I’ve heard some counselors with negative attitudes towards evidence-based practices. I don’t think we’ll ever be reduced to technicians applying scripted interventions but we should at least have evidence to support what we’re doing. If an intervention can’t be supported by some type of evidence, we probably shouldn’t be using it.

I hope this article can generate some discussion and additional questions on this topic. As always, I’d love to hear about your experiences and thoughts on the matter.

7 thoughts on “The Allure of Evidence-Based Practices: 3 Things You Must Consider

  1. Seems as though you could have a program that is working well locally and call it an “evidence based practice”; if you have results that are measurable and “improved”. True? Or is there a higher power that has to deem it worthy of the title.

    1. I’m pretty sure there are specific standards for program evaluation that would be required to actually determine if a practice is evidence-based. I think one of the most difficult aspects of this type of research is in documenting the practice well enough to duplicate the research.

  2. We continue to make attempts to quantify human behaviors which seems illusory at best. Are “some measures better than none” certainly begs the question, unfortunately. My major concern with evidenced based treatment is that creativity, skill levels, and experience will become obsolete if manualized treatment becomes the norm.Soon anyone can do therapy if the can read a manual.

  3. Of course, therapeutic techniques should be investigated, and of course, positive research results should codetermine our preference for applying certain techniques at the expense of more doubtful one However, this need not to be demanded and required by insurance companies, etc. Therapist will naturally have a preference for things that work in therapy and reluctance against things that do not seem to work. They do not have to be reminded, let alone compelled to do so.
    Strict reliance on so-called evidence-based techniques will freeze the therapeutic repertoire in its present imperfect state and prevent the discovery and development of new approaches. Imagine what would have become of our present psychotherapeutic repertoire if Freud, Adler, Rogers, Wolpe, Kanfer, Mahoney, Jeffrey Young, Yalom, etc. would have been forced to work evidence-based according to the state of psychological/psychiatric science at the time. It would not even have existed.
    Apart from that: psychotherapy is so much more than applying certain techniques. It is gradually building a temporary relationship with a help-seeking person, and everything that happens in these interactions is unavoidably and in a unique way codetermined by the personality features of the therapist, those of the client, and the interactions between both, by the life experience of the therapist (which is, hopefully, a lot), his creativity, alertness, ability and courage to improvise, etc. Please, let it stay this way. It adds much to the fun of the tiring business of helping people that struggle with their life in a certain phase.
    So, insurance companies, hands off the therapeutic repertoire; and professional associations, be reserved in prescribing therapist what they should do and should no to.

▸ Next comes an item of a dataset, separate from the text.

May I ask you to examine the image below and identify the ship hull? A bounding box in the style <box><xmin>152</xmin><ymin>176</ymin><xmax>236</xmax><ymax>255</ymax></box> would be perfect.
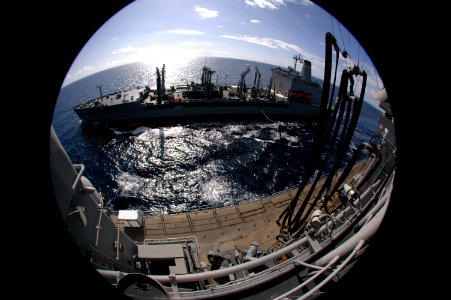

    1. Thank you so much for the insightful comments. I was just discussing with someone yesterday that even if one does not have an exact “prescription” for a specific problem, we all should possess certainly core counseling skills that can assist clients. I’m always reminded of the research that showed the counseling relationship as the most influential factor in the counseling process.

  4. Thank you Daniel & Peter if everyone had to operate within a Box, would we still be doing the Art of Therapy? I think not, we’d be more Mechanical and less flexible; unable to add or subtract a technique That is hindering those who come for assistance. Every element of an individuals life journey is not an equation of a+b=c;
    I would feel like a scripted ” Talking Head ” if evidence based techniques were mandated, and required for how we do therapy. As stated by Peter, we all learn, grow, and evolve. Evidence based, ONLY, techniques would create a stagnate pond.